In Ruby 1.8.7, the order of elements in a hash is documented to be not under our control, so none of the above methods work. In Ruby 1.9.3, things work and are documented in the way that the other answers rely upon.
$ irb1.8
h = { "4" => "happiness", "10" => "cool", "lala" => "54", "1" => "spider" }
Hash[h.to_a().reverse()]
=> {"lala"=>"54", "1"=>"spider", "10"=>"cool", "4"=>"happiness"}
quit
$ irb1.9.1
h = { "4" => "happiness", "10" => "cool", "lala" => "54", "1" => "spider" }
Hash[h.to_a().reverse()]
=>{"1"=>"spider", "lala"=>"54", "10"=>"cool", "4"=>"happiness"}
The Ruby 1.8.7 way was ingrained so firmly for me that I misunderstood the question for quite some time. I thought it requested a way to Hash#invert: ie to transform the hash such that the range maps to the domain.
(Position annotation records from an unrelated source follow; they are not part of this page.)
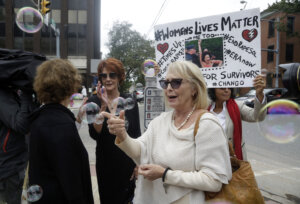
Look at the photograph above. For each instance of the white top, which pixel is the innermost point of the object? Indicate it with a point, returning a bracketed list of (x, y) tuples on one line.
[(222, 115), (199, 163)]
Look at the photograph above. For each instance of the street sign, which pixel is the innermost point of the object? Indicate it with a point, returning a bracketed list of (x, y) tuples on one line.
[(154, 103)]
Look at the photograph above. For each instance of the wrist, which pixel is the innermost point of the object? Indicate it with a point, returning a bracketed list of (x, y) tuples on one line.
[(165, 174)]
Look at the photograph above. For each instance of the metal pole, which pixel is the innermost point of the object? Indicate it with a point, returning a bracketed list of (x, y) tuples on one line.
[(277, 54), (57, 43)]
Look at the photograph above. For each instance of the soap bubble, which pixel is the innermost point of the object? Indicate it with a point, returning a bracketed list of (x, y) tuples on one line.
[(90, 113), (34, 193), (119, 104), (29, 20), (281, 124), (76, 100), (148, 68)]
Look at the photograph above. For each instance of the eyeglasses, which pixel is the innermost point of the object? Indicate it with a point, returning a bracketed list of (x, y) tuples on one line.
[(111, 75), (175, 83)]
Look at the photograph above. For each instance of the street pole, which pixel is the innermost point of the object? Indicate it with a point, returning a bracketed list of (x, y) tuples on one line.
[(277, 54), (276, 51)]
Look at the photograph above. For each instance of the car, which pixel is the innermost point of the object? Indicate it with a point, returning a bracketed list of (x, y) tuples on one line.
[(271, 94)]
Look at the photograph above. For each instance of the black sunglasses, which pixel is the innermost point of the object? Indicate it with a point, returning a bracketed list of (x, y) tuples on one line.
[(111, 75), (175, 83)]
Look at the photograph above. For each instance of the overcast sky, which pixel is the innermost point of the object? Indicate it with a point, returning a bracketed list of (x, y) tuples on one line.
[(142, 14)]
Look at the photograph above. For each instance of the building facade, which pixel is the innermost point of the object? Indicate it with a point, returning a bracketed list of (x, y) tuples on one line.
[(289, 43), (78, 39)]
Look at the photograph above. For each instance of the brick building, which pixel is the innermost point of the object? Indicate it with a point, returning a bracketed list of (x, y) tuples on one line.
[(289, 45), (78, 22)]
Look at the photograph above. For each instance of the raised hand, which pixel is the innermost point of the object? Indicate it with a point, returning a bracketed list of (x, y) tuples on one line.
[(102, 94), (151, 171), (116, 125)]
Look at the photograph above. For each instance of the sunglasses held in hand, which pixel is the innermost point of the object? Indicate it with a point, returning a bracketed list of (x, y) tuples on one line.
[(175, 83)]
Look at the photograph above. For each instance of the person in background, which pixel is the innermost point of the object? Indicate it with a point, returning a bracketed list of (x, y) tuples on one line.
[(231, 113), (114, 168), (83, 91), (176, 166), (15, 107), (58, 160)]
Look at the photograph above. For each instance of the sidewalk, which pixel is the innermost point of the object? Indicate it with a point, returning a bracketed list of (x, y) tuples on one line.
[(90, 146)]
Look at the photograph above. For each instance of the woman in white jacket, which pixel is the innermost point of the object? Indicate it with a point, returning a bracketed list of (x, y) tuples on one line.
[(174, 165)]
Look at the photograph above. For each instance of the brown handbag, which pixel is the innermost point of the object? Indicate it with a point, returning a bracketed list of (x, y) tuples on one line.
[(242, 188)]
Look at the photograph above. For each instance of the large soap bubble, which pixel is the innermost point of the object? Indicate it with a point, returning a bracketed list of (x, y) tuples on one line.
[(29, 20), (119, 104), (281, 124), (90, 113), (150, 68), (76, 100), (34, 193)]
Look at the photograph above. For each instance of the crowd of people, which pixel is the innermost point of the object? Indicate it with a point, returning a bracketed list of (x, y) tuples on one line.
[(171, 162)]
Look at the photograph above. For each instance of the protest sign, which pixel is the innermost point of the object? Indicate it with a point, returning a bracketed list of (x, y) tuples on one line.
[(227, 48)]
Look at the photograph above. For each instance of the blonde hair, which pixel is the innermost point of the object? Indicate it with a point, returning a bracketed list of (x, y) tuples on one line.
[(56, 80), (191, 72)]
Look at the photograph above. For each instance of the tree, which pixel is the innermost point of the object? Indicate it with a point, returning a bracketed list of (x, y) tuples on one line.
[(132, 49), (287, 7)]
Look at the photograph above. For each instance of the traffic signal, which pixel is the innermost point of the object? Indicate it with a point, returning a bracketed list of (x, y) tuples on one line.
[(44, 7)]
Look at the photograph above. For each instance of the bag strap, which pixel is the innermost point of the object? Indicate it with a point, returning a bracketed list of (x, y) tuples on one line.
[(25, 184), (231, 151), (197, 122)]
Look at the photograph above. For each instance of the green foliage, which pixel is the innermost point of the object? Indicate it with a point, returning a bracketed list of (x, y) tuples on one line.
[(132, 49), (286, 6)]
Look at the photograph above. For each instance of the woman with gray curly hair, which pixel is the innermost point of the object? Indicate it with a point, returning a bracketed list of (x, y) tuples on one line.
[(58, 160)]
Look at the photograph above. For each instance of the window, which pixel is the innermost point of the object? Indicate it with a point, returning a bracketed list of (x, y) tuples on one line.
[(290, 24), (289, 52), (270, 54), (271, 28)]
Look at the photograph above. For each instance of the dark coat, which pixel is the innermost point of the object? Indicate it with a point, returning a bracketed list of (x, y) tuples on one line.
[(58, 160), (14, 125), (114, 167)]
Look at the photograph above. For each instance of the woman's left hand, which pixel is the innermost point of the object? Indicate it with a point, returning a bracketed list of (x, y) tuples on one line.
[(151, 171), (259, 85), (116, 125)]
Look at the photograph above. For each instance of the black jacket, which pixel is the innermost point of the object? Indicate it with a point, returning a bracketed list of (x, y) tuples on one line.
[(14, 125), (114, 168), (58, 160)]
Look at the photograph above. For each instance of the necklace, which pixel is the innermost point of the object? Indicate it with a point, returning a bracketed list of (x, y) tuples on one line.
[(186, 119)]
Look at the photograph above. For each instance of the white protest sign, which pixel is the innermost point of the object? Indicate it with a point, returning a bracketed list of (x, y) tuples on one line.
[(227, 48)]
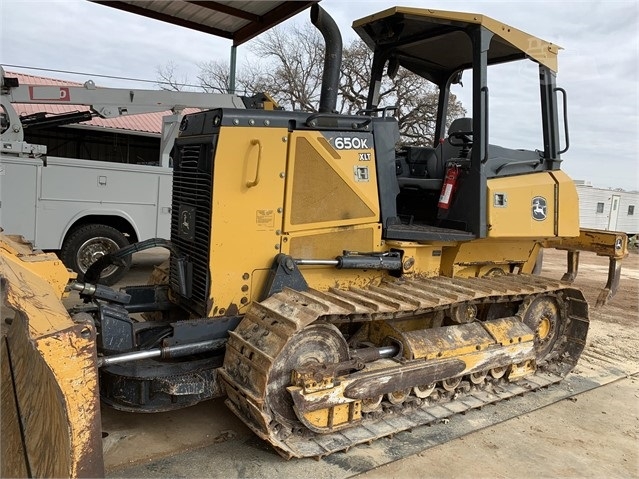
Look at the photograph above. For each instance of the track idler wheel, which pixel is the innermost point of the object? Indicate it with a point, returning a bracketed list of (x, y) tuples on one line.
[(398, 397), (422, 392), (372, 404), (451, 384), (315, 345)]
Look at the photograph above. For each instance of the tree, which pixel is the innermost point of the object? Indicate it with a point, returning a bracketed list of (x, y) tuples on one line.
[(167, 77), (290, 70)]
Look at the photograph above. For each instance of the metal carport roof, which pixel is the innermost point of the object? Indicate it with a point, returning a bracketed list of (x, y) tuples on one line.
[(236, 20)]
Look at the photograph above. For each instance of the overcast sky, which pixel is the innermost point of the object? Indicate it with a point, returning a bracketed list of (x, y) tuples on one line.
[(599, 66)]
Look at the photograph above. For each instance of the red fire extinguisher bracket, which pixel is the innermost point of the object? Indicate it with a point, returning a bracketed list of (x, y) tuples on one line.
[(449, 186)]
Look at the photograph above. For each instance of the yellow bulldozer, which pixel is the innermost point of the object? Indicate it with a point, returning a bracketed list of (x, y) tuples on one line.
[(334, 287)]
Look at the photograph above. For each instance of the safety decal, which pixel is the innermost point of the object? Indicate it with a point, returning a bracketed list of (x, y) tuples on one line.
[(361, 173), (539, 208)]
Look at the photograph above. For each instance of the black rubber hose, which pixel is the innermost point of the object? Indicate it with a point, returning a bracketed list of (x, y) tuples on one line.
[(118, 258)]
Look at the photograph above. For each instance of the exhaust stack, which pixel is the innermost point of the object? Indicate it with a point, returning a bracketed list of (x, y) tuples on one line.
[(332, 58)]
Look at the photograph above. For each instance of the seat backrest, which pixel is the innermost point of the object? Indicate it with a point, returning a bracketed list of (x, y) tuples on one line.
[(461, 124), (449, 151)]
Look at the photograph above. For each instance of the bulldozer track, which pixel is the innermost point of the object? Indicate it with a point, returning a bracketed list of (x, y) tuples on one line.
[(268, 326)]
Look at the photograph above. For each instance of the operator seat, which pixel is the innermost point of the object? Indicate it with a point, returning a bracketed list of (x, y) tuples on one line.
[(458, 142), (426, 166)]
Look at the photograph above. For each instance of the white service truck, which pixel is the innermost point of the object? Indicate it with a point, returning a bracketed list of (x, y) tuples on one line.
[(83, 209)]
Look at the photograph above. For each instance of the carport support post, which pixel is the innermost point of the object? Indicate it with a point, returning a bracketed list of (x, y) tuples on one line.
[(231, 86)]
That method discards duplicates. Luís Ramalho proffers a method that doesn't, but it's a bit clunky. This is a little shorter:
$ irb
def invertWithDuplicates(original)
inverse = Hash.new() { |hash, key| hash[key] = []; }
original.each_pair() { |key, value| inverse[value].push(key); }
return inverse
end
h = { "4" => "happiness", "10" => "cool", "lala" => "54", "1" => "cool" }
invertWithDuplicates(h)
=> {"happiness"=>["4"], "cool"=>["1", "10"], "54"=>["lala"]}
Sorry to drift away from the OP's intended topic, though I submit that this does fit the post's title "Reverse a hash in Ruby".